I grew up in Germany where the breweries follow the purity rule (Reinheitsgebot wikipedia). German brewers use just barely, hop & yeat and sometimes wheat. I liked the German beers, especially "K├Âlsch" and "Hefeweizen", but there was not much variety.

Now I am living in the US and enjoy the craft beer revolution. Many pubs serve a large selection of specialties and I can discover unknown combinations and explore new tastes: Variations of Lagers, IPAs, Stouts & Ales. Beers with vanilla, chocolate, coffee, mango, grapefruit and more. I can chose between bitter, fresh, sweet, spicy and more aromas.

Bryson claims that "the fact that fruit beers are flooding the market,  is truly a sign of the apocalypse". What is his problem? What is wrong with having a lot of choices? I think beers with grapefruit or mango fit well to a hot summer day, in winter people might chose different seasonal specialties. And people have different tastes. Some people like it fruity, others prefer bitter or whatever.
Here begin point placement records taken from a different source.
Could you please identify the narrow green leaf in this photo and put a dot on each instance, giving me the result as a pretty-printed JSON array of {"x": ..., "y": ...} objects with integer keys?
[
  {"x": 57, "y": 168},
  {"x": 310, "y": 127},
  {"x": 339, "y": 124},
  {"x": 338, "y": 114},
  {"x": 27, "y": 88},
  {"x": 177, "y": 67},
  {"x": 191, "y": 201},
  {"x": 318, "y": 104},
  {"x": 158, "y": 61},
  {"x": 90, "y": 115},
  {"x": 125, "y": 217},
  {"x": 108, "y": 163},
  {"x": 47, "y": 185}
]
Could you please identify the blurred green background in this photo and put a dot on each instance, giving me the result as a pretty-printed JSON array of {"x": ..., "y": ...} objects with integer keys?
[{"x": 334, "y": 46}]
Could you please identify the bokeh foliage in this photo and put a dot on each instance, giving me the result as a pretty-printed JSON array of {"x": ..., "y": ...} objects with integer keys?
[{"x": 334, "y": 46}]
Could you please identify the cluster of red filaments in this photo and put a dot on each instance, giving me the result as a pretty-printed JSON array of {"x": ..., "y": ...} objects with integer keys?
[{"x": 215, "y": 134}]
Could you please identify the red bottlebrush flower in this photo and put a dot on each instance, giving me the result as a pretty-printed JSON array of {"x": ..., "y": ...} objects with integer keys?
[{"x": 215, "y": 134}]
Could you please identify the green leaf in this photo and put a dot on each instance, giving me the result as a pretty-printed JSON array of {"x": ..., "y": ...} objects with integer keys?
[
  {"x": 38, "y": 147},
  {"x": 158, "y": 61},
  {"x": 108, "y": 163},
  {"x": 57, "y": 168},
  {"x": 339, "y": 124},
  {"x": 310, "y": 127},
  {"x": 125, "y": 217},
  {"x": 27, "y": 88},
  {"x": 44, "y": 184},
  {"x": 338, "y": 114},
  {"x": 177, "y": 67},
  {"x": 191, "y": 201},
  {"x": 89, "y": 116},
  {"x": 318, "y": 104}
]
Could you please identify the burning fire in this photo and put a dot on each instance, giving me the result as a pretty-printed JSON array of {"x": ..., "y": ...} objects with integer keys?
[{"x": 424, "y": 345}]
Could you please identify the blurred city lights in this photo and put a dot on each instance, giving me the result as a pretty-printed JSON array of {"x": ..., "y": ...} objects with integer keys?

According to Bryson the craft beer market climbed to about 12% of the whole US beer market. So, the big brewers controll still more than 80% of the market. There is still plenty of space to grow for the craft brewers.



Apparently the author has an aversion against small breweries and against competition. He writes "fortunately, the industry has always had a strong tradition of cooperative competition, sharing information and experience among brands". This smells like collusion and cartels. Do we really need a (near) beer monopoly? The beer market is already ruled by giants like Anheuser-Busch InBev, who owns about 200 brands including Budweiser, Corona and Stella Artois & Beck's. Competition is good for the consumers.

The craft beer revolution will go on because the brewers are benefiting from the general technological progress. New technologies reduce the cost of beer brewing and make it profitable to produce small quantities of beer (microbrewing telegraph  wikipedia). And  small brewers are more flexible than the bigger ones and capable to experiment and to try new ways.

There is no reason that the whole market will crash. Some of the experimental beers may disappear, displaced by other more successful experiments.

A cheers to competition and to the craft brewers.